Conservative opposition to the Affordable Care Act degenerated into fantastically unprincipled nonsense almost as soon as it became a Republican organizing principle, but it worked in that capacity for so long because there was something real at the heart of it.
Republicans don’t have a single, defensible vision for the future of American health care policy, but they know it shouldn’t be a future in which the government provides insurance to as many people as it does today. That commitment, though politically troublesome and inhumane, is deeply held, which makes it a safe bet that the Obamacare’s weeklong reprieve from legislative assault won’t last forever.
But if Republicans were able to step outside of themselves for a moment, they’d see an opportunity in their recent defeat and seize it now, rather than drift along in the natural currents of health care politics until they arrive at the same place naturally.

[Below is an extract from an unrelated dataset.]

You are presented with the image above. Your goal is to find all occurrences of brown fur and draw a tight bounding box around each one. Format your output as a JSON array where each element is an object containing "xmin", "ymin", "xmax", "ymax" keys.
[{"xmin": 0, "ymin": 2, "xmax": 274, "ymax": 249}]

A condensed version of the health care debate in America looks something like this:
During the campaign, Republicans promised to repeal and replace Obamacare with “something terrific” while Democrats fought among themselves (starting in the primary and continuing through the general election) over whether to fix and improve Obamacare or begin work right away on switching it out for a single-payer system like Medicare for all.
Against this backdrop, Democrats lost the election.

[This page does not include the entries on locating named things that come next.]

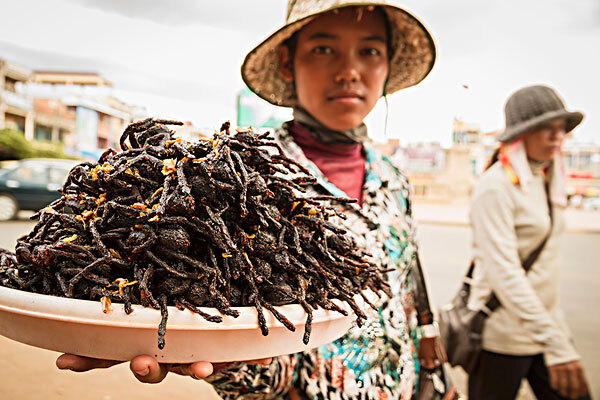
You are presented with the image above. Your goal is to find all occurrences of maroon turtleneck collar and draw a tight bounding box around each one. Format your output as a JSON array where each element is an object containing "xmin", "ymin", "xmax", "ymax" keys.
[{"xmin": 289, "ymin": 121, "xmax": 365, "ymax": 203}]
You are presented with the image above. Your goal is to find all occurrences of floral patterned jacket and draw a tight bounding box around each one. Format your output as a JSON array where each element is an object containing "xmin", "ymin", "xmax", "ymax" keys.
[{"xmin": 207, "ymin": 124, "xmax": 431, "ymax": 400}]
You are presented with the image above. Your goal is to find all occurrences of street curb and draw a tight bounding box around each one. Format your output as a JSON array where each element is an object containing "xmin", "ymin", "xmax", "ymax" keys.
[{"xmin": 416, "ymin": 218, "xmax": 600, "ymax": 235}]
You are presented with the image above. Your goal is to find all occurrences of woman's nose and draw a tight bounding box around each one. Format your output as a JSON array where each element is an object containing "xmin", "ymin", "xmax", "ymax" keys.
[{"xmin": 335, "ymin": 57, "xmax": 360, "ymax": 83}]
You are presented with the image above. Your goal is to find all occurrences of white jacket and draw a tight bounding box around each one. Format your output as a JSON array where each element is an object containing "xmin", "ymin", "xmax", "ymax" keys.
[{"xmin": 469, "ymin": 162, "xmax": 579, "ymax": 366}]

By forcing Republicans to coalesce around a single health care plan, and putting Democrats in the position of defending the ACA’s health insurance expansion, the GOP’s unexpected consolidation of power reversed the political power of health care.
After six months, Democrats and nearly all factions of the American left were united in opposition to Trumpcare, and Republican unity had shattered.
Which brings us to today. The smart money says Republicans will continue attempting to undermine Obamacare, though perhaps in subtler ways. Repeal might be dead, but it’s hard to imagine that the law will receive adequate funding and administrative care.
This might quench President Donald Trump’s thirst for vengeance, but as a strategic matter the politics are extremely dumb, and not just because the public will blame the governing party for the problems with the health care system.
What the last six months, and indeed the last eight years, have demonstrated is that Republicans reap enormous political benefits when they are united against Democrats in the debate over health care and suffer terribly when they manage to unite Democrats against them. Until last week, they sought unity through uncompromising hatred of Obamacare. Going forward, their best bet would be to completely reverse themselves and become Obamacare’s most committed guardians.
This strategy has echoes in the early days of the health care reform fight of 2009. Conservatives have been committed foes of public insurance going back decades. By President Barack Obama’s first year in office, their posture toward Medicaid and Medicare had softened from treating the programs as fiendish socialist plots to treating them as hallowed but unsustainable commitments that should be offloaded on to states and private industry respectively.
But when Democrats used savings wrung from Medicare provider payments to help finance the ACA insurance expansion, Republicans discovered the immense political power of being tribunes for federal spending on single-payer health care.
This was, of course, wildly disingenuous and unprincipled, but their attacks on Democrats for cutting Medicare stuck, and probably contributed to the landslide election they won in 2010.
If Republicans continue to sabotage Obamacare, they will train liberal energy on to protecting it. But if Republicans were to become convincingly responsible stewards of the law—and thus end the sense that the law was under threat—Democrats would descend back into the kind of infighting over the future of health care that helped Trump become president in the first place.
This state of affairs is probably inevitable at some point anyhow. If Republicans continue to be hostile to the concept of a federal health care coverage guarantee, Democrats will regain power and rejoin the fight among themselves over how radically to change Obamacare. At that moment, Republicans will discover the value of supporting the status quo and encouraging Democrats not to rock the boat. The question is whether the Republicans can let go of their hatred of Obamacare long enough to skip the intervening steps and send Democrats into disarray right now.